So I moved code to mesh shaders. It was pain to do so. I was hitting some edge cases

#

Now finally meshlets lods

#

Gotta do a lot of reading

merry laurel
#

also got this baby

merry laurel
#

I am thinking of taking pause on this project and try hw rt

supple cliff
#

daxa rt?

merry laurel
supple cliff
#

cool cool

#

the shader binding table stuff is still very akawrd

#

but we couldnt find a good abstraction yet

#

jaisero worked on it a while but i didnt check on it

#

So i am eager to see what you come up with

merry laurel
#

yeah I was looking at shader binding table and it was ify. I have some idea but idk

merry laurel
#

@supple cliff My idea to get rid of indices is to wrap it into objects that would hide the index and make it readable.

#

This the idea I got without much going in depth

merry laurel
#

I might have shot myself into foot with offline asset baking and some assumptions with meshlets

#

also I unload meshes from VRAM so another bullet hole in my foot

merry laurel
#

quite chonker

paper ore
#

is that your current project?

merry laurel
#

yeah if you render your scene in 0.2ms and you are sending 500mbps it fill ups quite fast

merry laurel
paper ore
#

ah

#

but

#

what does it show exactly

merry laurel
#

it shows the amount of data that tracy received from application that is being profiled

pale vortex
#

when you really want to make sure you get 60fps even after your game runs for 100 hours

paper ore
#

i see

merry laurel
#

much better

merry laurel
#

sw raster

#

sw raster disabled

#

quite abysmal

summer sigil
#

Uh, why's it so slow? Mine is way faster ๐Ÿค”

#

Did you cache vertices in wg memory?

supple cliff
#

i also have way more occupancy, its at 80% or so for me

#

maybe its the scene

merry laurel
#

I do cache in wg memory and the scene in question

#

its 2544037 meshlets in question to be sw rendered nervous

#

both in early and late pass

#

Only thing to help me would be LODs

merry laurel
#

finally slang support froge_love

summer sigil
#

Does nsight have anything that tells you which variables are living long?

#

It just tells you number of live registers, but I don't see how to turn that into something actionable

merry laurel
#

I will be able to check in 10 hours after school bleaker_kekw

supple cliff
#

it shows what register usage certain lines cause

merry laurel
#

I've got no clue

#

This is the first time I am able to profile the frame and see shaders

merry laurel
#

made it bit better

merry laurel
#

now this is the worst offender

#

I made other change which cut it by 0.5ms in total. But these changes are quite incremental.
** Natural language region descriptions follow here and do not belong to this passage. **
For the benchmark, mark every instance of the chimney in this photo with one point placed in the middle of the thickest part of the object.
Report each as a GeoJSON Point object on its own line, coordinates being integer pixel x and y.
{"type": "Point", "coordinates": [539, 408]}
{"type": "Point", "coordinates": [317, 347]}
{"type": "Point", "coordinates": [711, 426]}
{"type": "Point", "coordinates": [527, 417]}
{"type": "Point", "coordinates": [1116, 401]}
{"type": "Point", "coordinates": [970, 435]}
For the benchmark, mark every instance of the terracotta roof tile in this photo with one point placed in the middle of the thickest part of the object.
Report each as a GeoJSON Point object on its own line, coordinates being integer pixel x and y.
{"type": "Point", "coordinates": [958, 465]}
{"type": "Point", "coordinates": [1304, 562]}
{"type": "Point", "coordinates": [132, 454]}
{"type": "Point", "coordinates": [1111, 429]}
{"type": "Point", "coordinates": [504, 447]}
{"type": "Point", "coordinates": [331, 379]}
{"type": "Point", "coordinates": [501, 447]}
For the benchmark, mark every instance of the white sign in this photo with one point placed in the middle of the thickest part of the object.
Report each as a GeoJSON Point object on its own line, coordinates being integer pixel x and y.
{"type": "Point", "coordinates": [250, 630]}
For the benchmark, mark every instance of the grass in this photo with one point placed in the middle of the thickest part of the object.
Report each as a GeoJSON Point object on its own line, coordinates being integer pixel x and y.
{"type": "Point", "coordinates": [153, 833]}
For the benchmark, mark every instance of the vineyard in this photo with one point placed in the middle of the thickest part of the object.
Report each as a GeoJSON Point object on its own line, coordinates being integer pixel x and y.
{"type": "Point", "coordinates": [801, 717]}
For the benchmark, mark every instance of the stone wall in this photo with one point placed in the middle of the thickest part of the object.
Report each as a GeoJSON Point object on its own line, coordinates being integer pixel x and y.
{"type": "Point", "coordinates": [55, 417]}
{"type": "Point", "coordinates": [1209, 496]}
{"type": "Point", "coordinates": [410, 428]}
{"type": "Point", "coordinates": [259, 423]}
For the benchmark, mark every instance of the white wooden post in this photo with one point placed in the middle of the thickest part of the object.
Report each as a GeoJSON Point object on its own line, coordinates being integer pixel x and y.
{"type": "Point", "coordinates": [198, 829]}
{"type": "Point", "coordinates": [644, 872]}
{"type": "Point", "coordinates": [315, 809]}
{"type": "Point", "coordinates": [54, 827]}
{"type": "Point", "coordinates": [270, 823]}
The biggest problem is how many meshlets are rendered in first place

merry laurel
#

I found easy trick to compute normal matrix on gpu

#

and its dirt cheap

#
    cross(transform_matrix[1].xyz, transform_matrix[2].xyz), 
    cross(transform_matrix[2].xyz, transform_matrix[0].xyz), 
    cross(transform_matrix[0].xyz, transform_matrix[1].xyz)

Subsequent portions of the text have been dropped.